Our team has been very busy this year helping to identify the key issues facing our diverse communities, and crafting strategies alongside our partners and member agencies to address them. Indeed, we have packed in a lot into a relatively short period of time: organizing congressional briefings in our headquarters, policy days in state capitals, community town halls, advocacy trainings, large-scale conferences and summits, and working with our grassroots leaders to advance a change, unity and progress agenda.

Here are just a few examples of how we have worked to protect and promote the interests of our community and nation.

In March, we hosted our annual Hispanic Education Summit (HES) -- one of the nation’s premier gatherings of educational experts, community leaders, parents, students and policymakers committed to advancing best practices and needed reforms aimed at strengthening Latino student outcomes and opportunities. Over 250 community leaders, educators, parents, researchers and policymakers came together at the summit to help shape and drive an action agenda focused on supporting public schools and closing the achievement gap.

The work done at the HES has helped inform the launch of LEAD, an education coalition of diverse community leaders that is taking our educational change priorities and recommendations straight to legislators and policymakers.

This year for the first time we also partnered with leading Latino academic research centers at The City University of New York to bring rigorous research to bear on some of our community’s most pressing issues. The Summit on Latinos (SOL) Conference in June, brought together the New York City Council leadership, the Hispanic Federation, Center for Puerto Rican Studies, the CUNY Dominican Studies Institute, and the Jaime Lucero Mexican Studies Institute to address issues ranging from education to immigration to business development. More than 200 advocates, activists, and allies joined together for this one-day conference to examine the challenges and opportunities facing New York City’s Latino community, assess policy priorities, and develop an action agenda for today and tomorrow.

In June we organized a Congressional Delegation Briefing at our headquarters in NY to discuss policy issues with an amazing group of social justice leaders. HF is actively working with this group of African American, Latino, Asian, Muslim, and LGBTQ leaders to help shape a People of Color Agenda in New York and nationally.

We have also taken LGBT causes to heart through innovative convenings like FUERZAfest. In May, FUERZAfest took up residence in the Julia de Burgos Latino Cultural Center in East Harlem to provide twelve days of programming around issues of LGBT rights. At the center of the programming was the festival’s one-act play theater showcase, which touched upon race, gender and civil rights issues affecting the LGBT community. In August, FUERZAFest heads to Connecticut where it will bring its unique brand of theater, panel discussions, and workshops to support Latino LGBT communities but also help strengthen the bonds between LGBT communities and allies. Our Florida FUERZAfest will follow shortly thereafter in late September.

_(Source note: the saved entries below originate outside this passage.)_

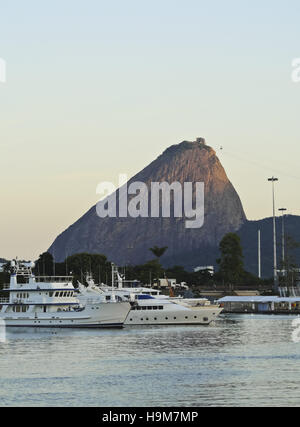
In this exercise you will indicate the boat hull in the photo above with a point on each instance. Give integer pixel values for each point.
(203, 316)
(111, 315)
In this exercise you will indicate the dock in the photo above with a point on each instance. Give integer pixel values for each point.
(260, 305)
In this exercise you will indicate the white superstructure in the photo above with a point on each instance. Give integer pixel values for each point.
(150, 307)
(52, 302)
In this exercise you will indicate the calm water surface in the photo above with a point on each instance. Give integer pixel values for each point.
(239, 361)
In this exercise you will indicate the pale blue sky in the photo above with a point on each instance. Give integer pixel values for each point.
(97, 88)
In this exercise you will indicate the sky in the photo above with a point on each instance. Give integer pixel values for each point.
(97, 88)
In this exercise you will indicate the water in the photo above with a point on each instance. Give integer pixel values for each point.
(240, 361)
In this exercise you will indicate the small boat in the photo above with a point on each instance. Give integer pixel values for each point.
(52, 302)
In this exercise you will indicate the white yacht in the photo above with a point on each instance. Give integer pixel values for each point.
(52, 302)
(150, 307)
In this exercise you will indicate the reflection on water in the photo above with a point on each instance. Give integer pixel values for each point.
(239, 361)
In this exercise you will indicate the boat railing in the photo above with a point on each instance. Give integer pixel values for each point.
(51, 279)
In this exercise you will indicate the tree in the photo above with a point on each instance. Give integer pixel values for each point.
(231, 261)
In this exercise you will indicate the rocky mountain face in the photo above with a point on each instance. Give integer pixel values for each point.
(127, 240)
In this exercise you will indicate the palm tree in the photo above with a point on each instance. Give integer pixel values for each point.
(158, 252)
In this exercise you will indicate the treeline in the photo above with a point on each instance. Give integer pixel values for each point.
(231, 268)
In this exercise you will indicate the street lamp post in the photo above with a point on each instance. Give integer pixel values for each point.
(273, 180)
(282, 210)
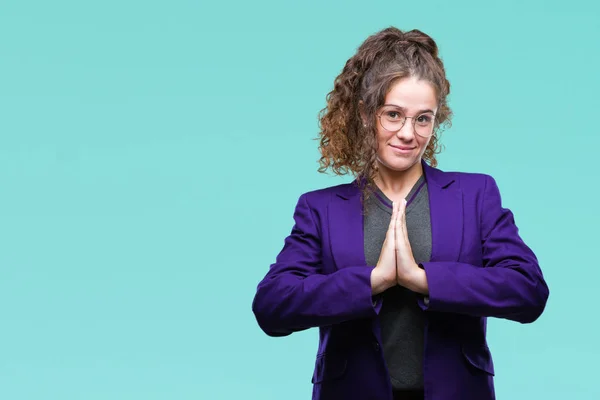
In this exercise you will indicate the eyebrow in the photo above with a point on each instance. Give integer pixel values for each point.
(404, 109)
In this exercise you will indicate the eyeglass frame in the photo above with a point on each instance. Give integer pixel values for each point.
(413, 123)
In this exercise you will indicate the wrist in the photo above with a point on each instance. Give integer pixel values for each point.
(415, 281)
(379, 283)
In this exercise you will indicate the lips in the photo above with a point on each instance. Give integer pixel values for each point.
(403, 148)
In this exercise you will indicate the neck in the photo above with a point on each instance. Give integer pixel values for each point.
(397, 184)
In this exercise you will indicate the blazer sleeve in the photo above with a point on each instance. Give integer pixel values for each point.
(510, 285)
(295, 294)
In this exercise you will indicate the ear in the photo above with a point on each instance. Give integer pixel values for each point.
(361, 110)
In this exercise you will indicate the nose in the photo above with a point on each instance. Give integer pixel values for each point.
(407, 132)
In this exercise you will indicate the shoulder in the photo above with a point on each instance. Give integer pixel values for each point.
(320, 197)
(466, 181)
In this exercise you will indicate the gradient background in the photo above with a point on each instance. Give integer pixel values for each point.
(151, 155)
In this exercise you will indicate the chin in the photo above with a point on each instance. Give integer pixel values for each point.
(398, 164)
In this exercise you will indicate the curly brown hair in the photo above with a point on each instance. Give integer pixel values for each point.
(380, 61)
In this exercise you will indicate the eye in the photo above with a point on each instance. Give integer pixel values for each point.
(424, 119)
(393, 115)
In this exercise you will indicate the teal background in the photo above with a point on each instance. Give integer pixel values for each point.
(151, 155)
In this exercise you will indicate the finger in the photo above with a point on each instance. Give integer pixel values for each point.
(391, 227)
(398, 224)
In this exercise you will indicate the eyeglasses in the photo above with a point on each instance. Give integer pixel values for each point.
(391, 119)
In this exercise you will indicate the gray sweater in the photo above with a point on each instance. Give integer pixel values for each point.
(401, 318)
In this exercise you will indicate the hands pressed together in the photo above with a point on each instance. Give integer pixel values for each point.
(396, 264)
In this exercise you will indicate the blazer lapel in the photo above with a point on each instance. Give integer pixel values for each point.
(346, 227)
(446, 209)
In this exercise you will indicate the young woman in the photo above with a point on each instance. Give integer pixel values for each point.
(400, 268)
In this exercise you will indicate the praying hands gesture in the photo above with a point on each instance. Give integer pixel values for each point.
(396, 264)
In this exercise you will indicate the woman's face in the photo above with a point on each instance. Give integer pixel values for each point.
(412, 98)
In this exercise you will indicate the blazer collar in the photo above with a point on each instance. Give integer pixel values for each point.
(433, 176)
(446, 211)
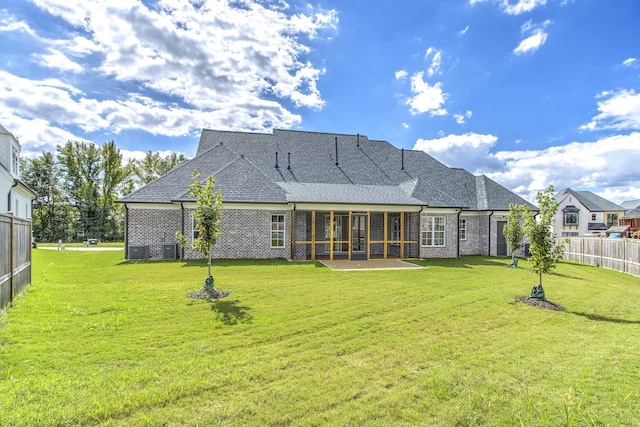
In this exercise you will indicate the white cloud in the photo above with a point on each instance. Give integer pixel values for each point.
(426, 98)
(608, 165)
(56, 59)
(536, 37)
(521, 6)
(469, 151)
(619, 110)
(401, 74)
(214, 64)
(436, 60)
(461, 118)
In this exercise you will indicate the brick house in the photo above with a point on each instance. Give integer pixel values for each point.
(583, 213)
(306, 196)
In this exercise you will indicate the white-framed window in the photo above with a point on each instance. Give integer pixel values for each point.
(15, 162)
(462, 233)
(395, 227)
(433, 230)
(194, 231)
(277, 231)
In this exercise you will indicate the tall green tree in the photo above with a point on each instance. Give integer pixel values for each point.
(207, 219)
(115, 174)
(82, 166)
(52, 214)
(545, 252)
(514, 230)
(153, 165)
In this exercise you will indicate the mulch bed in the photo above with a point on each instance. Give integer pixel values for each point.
(216, 294)
(539, 303)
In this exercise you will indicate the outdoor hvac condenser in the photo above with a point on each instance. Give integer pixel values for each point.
(169, 251)
(138, 252)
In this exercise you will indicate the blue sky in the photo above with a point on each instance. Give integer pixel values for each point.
(527, 92)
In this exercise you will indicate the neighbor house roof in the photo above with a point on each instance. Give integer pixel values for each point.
(630, 204)
(633, 213)
(298, 166)
(591, 201)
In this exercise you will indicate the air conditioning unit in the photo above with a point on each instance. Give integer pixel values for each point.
(169, 250)
(138, 252)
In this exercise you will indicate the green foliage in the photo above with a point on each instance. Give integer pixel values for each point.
(514, 229)
(298, 344)
(207, 216)
(545, 252)
(77, 189)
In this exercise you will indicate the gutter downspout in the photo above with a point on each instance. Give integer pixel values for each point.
(182, 227)
(126, 231)
(489, 248)
(15, 184)
(458, 249)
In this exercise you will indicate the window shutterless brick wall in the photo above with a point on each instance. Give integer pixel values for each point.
(244, 233)
(146, 227)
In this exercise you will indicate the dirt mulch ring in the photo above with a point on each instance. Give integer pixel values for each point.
(216, 294)
(539, 303)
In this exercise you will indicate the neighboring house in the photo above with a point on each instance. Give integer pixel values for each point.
(583, 213)
(629, 205)
(15, 196)
(630, 222)
(306, 195)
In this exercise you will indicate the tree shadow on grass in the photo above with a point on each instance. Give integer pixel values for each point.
(600, 318)
(231, 312)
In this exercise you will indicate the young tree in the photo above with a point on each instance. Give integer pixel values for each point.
(514, 230)
(207, 219)
(545, 253)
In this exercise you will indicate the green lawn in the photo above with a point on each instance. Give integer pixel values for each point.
(99, 341)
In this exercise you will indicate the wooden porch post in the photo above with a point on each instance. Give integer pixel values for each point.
(402, 235)
(313, 235)
(368, 235)
(385, 225)
(331, 236)
(349, 247)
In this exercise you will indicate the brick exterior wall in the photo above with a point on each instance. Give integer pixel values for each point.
(243, 233)
(246, 233)
(145, 227)
(450, 249)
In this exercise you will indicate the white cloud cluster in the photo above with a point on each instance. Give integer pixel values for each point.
(535, 36)
(436, 60)
(618, 110)
(462, 118)
(519, 7)
(210, 63)
(608, 163)
(426, 98)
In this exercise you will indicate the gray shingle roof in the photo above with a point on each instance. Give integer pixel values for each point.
(324, 168)
(591, 201)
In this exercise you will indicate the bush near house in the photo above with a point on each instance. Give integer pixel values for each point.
(99, 341)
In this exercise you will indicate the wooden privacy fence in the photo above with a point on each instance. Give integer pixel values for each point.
(15, 258)
(616, 254)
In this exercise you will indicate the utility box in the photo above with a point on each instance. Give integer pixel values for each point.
(138, 252)
(169, 250)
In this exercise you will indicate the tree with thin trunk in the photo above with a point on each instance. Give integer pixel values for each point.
(545, 252)
(513, 231)
(207, 219)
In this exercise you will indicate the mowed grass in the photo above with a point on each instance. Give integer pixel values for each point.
(99, 341)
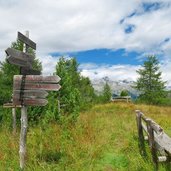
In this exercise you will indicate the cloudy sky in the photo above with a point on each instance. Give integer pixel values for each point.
(108, 37)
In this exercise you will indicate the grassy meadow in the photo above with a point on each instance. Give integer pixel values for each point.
(103, 139)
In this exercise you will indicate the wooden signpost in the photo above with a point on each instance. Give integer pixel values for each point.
(29, 88)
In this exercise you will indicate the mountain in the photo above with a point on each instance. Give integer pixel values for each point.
(116, 86)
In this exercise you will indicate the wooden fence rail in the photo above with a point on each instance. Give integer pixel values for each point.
(158, 140)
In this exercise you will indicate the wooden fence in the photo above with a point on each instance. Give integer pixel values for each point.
(158, 140)
(121, 99)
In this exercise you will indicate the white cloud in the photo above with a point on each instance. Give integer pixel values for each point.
(75, 25)
(114, 72)
(121, 72)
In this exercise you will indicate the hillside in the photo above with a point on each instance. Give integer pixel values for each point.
(104, 138)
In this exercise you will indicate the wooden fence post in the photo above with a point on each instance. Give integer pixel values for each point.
(23, 136)
(24, 125)
(152, 142)
(140, 133)
(14, 120)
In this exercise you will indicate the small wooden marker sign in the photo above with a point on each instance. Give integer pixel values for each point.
(28, 71)
(26, 40)
(37, 79)
(30, 94)
(31, 102)
(19, 58)
(30, 89)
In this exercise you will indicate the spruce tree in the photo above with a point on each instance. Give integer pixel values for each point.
(7, 71)
(106, 94)
(150, 84)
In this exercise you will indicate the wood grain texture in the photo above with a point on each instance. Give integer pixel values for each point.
(37, 86)
(37, 79)
(30, 94)
(30, 102)
(26, 40)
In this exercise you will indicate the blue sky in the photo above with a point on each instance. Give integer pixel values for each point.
(107, 37)
(104, 56)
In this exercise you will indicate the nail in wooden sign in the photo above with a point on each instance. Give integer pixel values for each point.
(37, 79)
(19, 58)
(27, 71)
(30, 94)
(37, 86)
(26, 40)
(30, 89)
(30, 102)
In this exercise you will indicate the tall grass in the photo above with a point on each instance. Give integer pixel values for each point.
(103, 138)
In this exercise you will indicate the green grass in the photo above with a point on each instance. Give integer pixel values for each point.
(103, 139)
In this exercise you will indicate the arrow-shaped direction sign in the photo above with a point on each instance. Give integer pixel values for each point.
(19, 58)
(33, 94)
(37, 79)
(27, 71)
(26, 40)
(30, 102)
(37, 86)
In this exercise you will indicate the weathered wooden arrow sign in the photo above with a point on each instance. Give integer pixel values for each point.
(30, 94)
(38, 79)
(26, 40)
(30, 102)
(27, 71)
(19, 58)
(30, 89)
(37, 86)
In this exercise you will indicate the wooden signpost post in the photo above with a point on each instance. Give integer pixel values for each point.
(29, 88)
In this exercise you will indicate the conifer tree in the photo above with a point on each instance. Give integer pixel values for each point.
(149, 83)
(7, 71)
(106, 94)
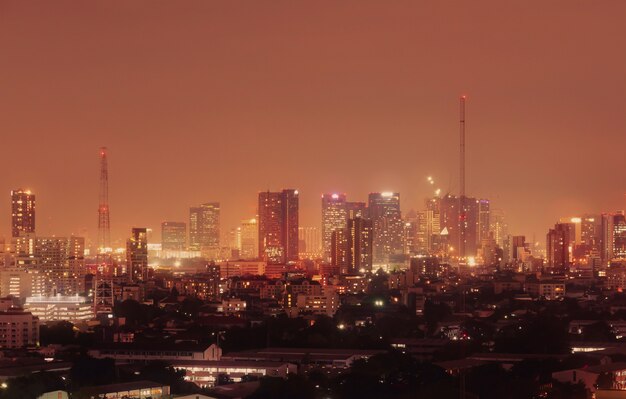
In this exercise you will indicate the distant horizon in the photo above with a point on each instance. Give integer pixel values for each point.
(217, 101)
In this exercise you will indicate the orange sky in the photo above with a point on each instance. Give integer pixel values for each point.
(215, 100)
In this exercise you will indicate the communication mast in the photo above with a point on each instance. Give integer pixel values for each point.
(103, 284)
(462, 204)
(104, 223)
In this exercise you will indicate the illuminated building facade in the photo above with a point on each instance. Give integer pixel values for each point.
(22, 212)
(137, 254)
(360, 245)
(450, 219)
(204, 227)
(310, 242)
(619, 236)
(559, 241)
(19, 329)
(484, 220)
(173, 236)
(384, 211)
(334, 217)
(278, 226)
(57, 308)
(248, 239)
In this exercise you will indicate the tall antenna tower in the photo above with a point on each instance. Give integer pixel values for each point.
(462, 205)
(103, 288)
(104, 224)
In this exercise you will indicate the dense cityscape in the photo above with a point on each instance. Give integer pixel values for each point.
(432, 301)
(312, 200)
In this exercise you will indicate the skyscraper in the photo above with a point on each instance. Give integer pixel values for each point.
(356, 210)
(310, 242)
(484, 222)
(432, 223)
(499, 228)
(339, 251)
(137, 254)
(173, 236)
(278, 226)
(333, 218)
(204, 227)
(450, 219)
(559, 241)
(249, 239)
(360, 245)
(384, 211)
(22, 212)
(619, 236)
(59, 260)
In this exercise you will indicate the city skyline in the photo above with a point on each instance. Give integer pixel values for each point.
(353, 83)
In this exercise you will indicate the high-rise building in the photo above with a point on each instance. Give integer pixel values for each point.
(137, 254)
(75, 278)
(339, 251)
(619, 236)
(450, 219)
(22, 212)
(432, 223)
(484, 222)
(59, 260)
(411, 232)
(360, 245)
(278, 226)
(559, 241)
(499, 228)
(173, 236)
(384, 211)
(249, 239)
(356, 210)
(333, 217)
(204, 227)
(310, 242)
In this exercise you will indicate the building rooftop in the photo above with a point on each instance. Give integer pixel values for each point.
(122, 387)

Of course, this is just a small sampling of the work. The truth is that it takes a lot of effort to set and carry out an agenda that speaks to the hopes and aspirations of our children, families and institutions. It takes a consistent and steady dose of coalition-building, policy research, community outreach and engagement, and passion for justice and progress. It all comes together at the Hispanic Federation, and that is in no small part thanks to the dedication and leadership of our staff, grassroots agencies, donors and community partners.